Maki (Lezartsurbains) : C’est la meilleure manière de neutraliser les choses ! C’est une manière de faire table rase du passé et de déposséder les gens de ce qu’ils sont…
Quinoa : Les femmes ont toujours eu un grand rôle dans les révolutions ! Et dans le rap ?
K. A. : « Dans toutes les révolutions, c’est les femmes qui cassent le schéma. C’est Rosa Parks qui a dit « Non, moi je ne me lèverai pas ! ». Quant au rap, il a une image macho, certes. Mais d’après moi, il y a beaucoup plus de parité dans les domaines artistiques que dans les autres domaines de la société.

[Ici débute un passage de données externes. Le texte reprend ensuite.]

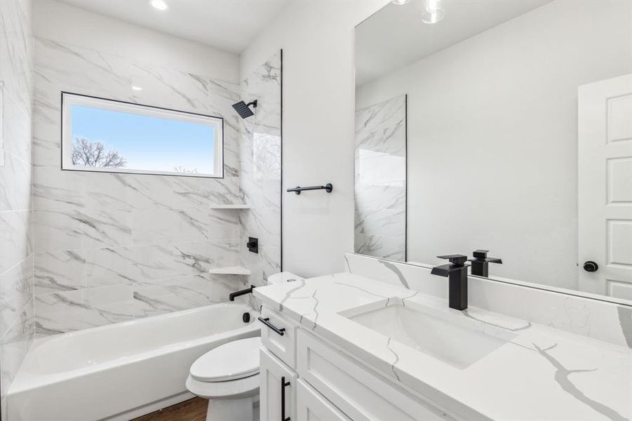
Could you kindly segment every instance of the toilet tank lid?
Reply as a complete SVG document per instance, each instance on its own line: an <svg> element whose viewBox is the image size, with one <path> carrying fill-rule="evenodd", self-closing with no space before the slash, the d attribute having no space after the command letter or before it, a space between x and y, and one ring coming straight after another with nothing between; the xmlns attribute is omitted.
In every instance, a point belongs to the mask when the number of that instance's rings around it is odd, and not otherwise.
<svg viewBox="0 0 632 421"><path fill-rule="evenodd" d="M227 382L259 373L261 338L240 339L220 345L191 366L191 377L201 382Z"/></svg>

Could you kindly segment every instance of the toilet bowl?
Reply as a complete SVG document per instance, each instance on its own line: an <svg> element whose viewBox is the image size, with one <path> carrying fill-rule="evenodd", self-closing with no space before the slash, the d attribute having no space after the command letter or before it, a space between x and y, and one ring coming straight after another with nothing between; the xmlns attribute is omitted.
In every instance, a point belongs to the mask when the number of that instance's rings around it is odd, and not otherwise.
<svg viewBox="0 0 632 421"><path fill-rule="evenodd" d="M248 338L211 349L191 366L187 389L208 399L207 421L250 421L259 399L261 338Z"/></svg>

Dans une grande entreprise, un homme et une femme n’auront pas du tout le même salaire, ne seront pas respectés de la même manière… C’est vrai pour le rap, il y a le concept de « quartier » mais, ça reste des artistes, avec des gens qui ont une sensibilité très ‘féminine’, une grande tolérance, peut-être plus que dans d’autre milieux ! D’accord, ils vont peut-être avoir un côté trop protecteur vis à vis de la femme, mais c’est beaucoup moins machiste que ce que l’on croit et beaucoup moins hypocrite… »
Maki : Une femme qui veut percer dans le rap, elle aura peut-être plus de chances de se démarquer
parce qu’il y en a beaucoup moins…
K. A. : « En fait, le rap c’est comme pour tout: on aime les gens « vrais »; La meuf qui est « vraie », les gens la soutiendront, le reste on s’en fout ! La question c’est plutôt si ça te parle ou pas. »
Quinoa : Sur ton nouvel album, la chanson « Indignados » célèbre les gens qui sont descendus en masse dans la rue. Que pense-tu de « l’après » ?
K. A. : « Il y a 10 ans, on en rêvait de ça. On rêvait d’un mouvement mondial où il n’y a pas de syndicats, pas de partis politiques, pas de chef, pas « d’encartement ». Aujourd’hui, on y est, tu vois ! Moi ce que je trouve beau, c’est ça. Il n’y a pas d’étiquette, c’est l’humain, l’indignation humaine, qui dit « maintenant on en a marre et s’il faut camper là pendant des mois en hiver, on le fera « . C’est international ! Ça s’est propagé et pas juste du coté des Indignés. Le printemps arabe, le mouvement Anonymous, c’est pareil. Putain, je sais pas combien de mouvements populaires il y a eu ! Et oui, je suis d’accord, c’est que le début. Mais c’est aussi une première dans l’histoire de l’humanité. On sait qu’on est plein, qu’on est connecté et qu’on n’a pas besoin de partis politiques… Il y a une solidarité réelle et c’est ça que je trouve magnifique. »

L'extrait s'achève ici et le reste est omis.